Notice: Undefined variable: result

Is this a bug?

bar() should be saved to $result, but it doesn't. However the condition works fine and it's trying to return $result or false statement (in case bar() is NULL or false)

PHP 5.4.24

Answer 1

That's because operators precedence. Do

function foo() {
    return ($result = bar()) ? $result : false;
}

-so assignment will be evaluated with higher precedence.

Answer 2

more elegant solution:

function foo() {
    return bar() ?: false; 
}

Answer 3

Can't we do just:

function foo() {
    return bar() ? $result : false;
}

function bar() {
    return "some_value";
}

foo();

Answer 4

Using the side-effect of a sub-expression within the same expression is always risky, even if the operator precedence is correct.

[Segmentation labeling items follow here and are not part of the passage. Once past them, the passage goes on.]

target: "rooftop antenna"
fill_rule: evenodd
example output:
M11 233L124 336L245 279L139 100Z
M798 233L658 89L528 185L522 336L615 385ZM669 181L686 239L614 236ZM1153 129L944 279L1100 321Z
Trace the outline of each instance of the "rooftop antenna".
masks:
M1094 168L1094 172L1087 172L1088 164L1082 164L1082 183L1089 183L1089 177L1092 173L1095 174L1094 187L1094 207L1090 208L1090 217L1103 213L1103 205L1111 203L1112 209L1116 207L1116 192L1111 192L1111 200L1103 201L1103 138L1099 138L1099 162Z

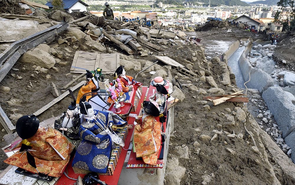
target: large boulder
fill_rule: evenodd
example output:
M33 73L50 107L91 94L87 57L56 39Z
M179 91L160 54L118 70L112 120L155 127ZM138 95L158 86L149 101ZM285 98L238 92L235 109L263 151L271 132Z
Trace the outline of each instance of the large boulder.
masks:
M45 52L48 53L50 54L51 54L51 50L50 48L50 46L48 46L47 44L40 44L35 48L35 49L37 48L43 50Z
M86 36L86 34L78 29L68 27L66 29L67 34L69 36L74 36L78 40Z
M286 72L284 75L283 81L284 87L290 85L295 86L295 73L291 72Z
M47 15L48 15L48 13L41 9L35 9L35 11L34 11L34 17L46 17L47 16Z
M19 58L23 62L34 64L37 65L50 69L55 63L53 57L47 52L39 48L35 48L24 53Z
M185 98L184 94L176 85L173 86L173 92L171 94L171 95L176 98L178 99L181 102Z
M121 59L120 63L124 65L124 69L127 72L126 75L128 75L128 71L133 69L135 71L140 71L141 70L141 65L139 62L135 60L128 60Z
M60 10L53 11L48 15L50 18L60 21L71 22L75 20L75 19L70 15Z

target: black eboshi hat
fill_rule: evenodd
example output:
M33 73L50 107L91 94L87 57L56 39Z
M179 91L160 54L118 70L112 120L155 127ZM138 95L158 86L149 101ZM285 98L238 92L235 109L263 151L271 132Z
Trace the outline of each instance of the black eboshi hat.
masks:
M34 115L24 116L17 122L17 132L23 139L29 138L37 132L40 123L40 121Z
M150 115L153 116L158 116L160 115L159 105L155 102L155 103L154 103L154 102L143 101L143 108L144 109L145 112L148 114Z

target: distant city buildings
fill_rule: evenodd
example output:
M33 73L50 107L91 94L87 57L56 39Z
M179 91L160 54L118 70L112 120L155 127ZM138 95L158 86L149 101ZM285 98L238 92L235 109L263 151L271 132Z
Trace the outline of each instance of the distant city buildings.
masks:
M242 16L244 17L244 16L251 19L250 21L248 19L248 21L254 24L253 26L255 26L258 29L280 31L282 28L281 25L273 23L273 16L279 8L276 6L270 6L256 4L249 5L248 7L222 5L210 7L208 4L206 5L207 6L203 6L204 3L202 3L197 2L193 3L186 2L183 5L186 8L183 10L177 9L173 5L164 4L162 2L159 2L156 6L154 7L154 0L152 2L148 0L143 0L143 1L140 0L140 1L139 2L137 0L131 0L128 2L112 1L111 4L113 5L112 8L114 9L114 14L116 15L115 16L122 19L124 17L133 18L138 16L140 18L150 18L153 20L154 24L157 24L158 22L163 23L163 25L169 23L184 24L188 26L204 23L207 21L208 17L226 20ZM105 1L86 0L85 2L87 3L91 2L89 3L90 4L96 3L97 4L103 5ZM140 4L138 4L139 3ZM142 9L140 8L140 6L136 8L136 6L132 6L132 7L134 8L125 8L126 10L124 11L115 11L116 9L122 8L122 5L136 4L148 4L150 8L148 6ZM170 8L173 7L174 8ZM130 10L128 11L128 10ZM92 11L91 13L99 16L102 16L103 9L98 10L100 11Z

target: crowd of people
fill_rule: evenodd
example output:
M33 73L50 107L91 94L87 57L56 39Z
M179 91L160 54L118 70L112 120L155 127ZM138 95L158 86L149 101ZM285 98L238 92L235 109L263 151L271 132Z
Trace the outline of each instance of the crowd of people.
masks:
M120 18L118 17L114 17L114 13L113 10L109 6L109 3L106 2L104 4L104 5L106 6L106 8L104 10L103 12L103 15L105 18L107 19L110 20L114 20L115 21L122 21L125 22L137 22L139 24L142 24L144 25L150 27L152 26L152 23L151 22L150 19L149 18L142 18L140 19L139 17L137 16L136 18L133 18L123 17L122 20L120 20ZM143 21L141 22L141 20L143 20Z

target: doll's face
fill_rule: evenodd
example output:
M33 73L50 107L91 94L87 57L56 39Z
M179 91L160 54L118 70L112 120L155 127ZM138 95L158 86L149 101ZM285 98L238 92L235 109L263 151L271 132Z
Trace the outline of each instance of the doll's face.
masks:
M92 108L89 108L87 110L87 115L89 117L91 117L94 115L94 111Z
M125 70L123 69L123 70L122 71L122 76L125 76L126 74L126 72L125 72Z

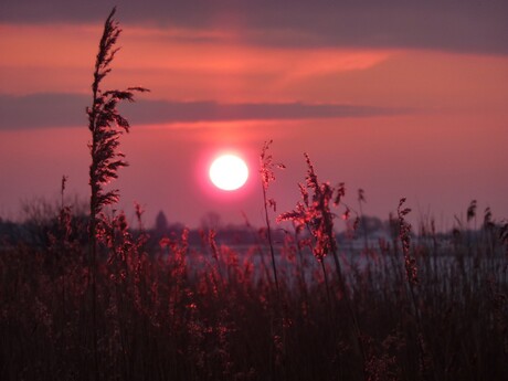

Even if it's necessary to evaluate the result of $result = bar() in order to test the condition, there's no general guarantee that that result will be used later in the expression, rather than a value taken before the assignment.

See for instance Operator Precedence vs Order of Evaluation which discusses this in the context of C++, and gives this classic example:

a = a++ + ++a; 

Having side-effects inside a condition is also hard to read - it might be read as $result == bar(), which would mean something entirely different.

So, in this case, the problem was just PHP's unfortunate associativity of ? :, but writing code like this is a bad idea anyway, and you can trivially make it much more readable and reliable by taking the side-effect out of the left-hand side:

$result = bar();
return $result ? $result : false;

Or in this case, assuming $result is not global or static:

return bar() ?: false;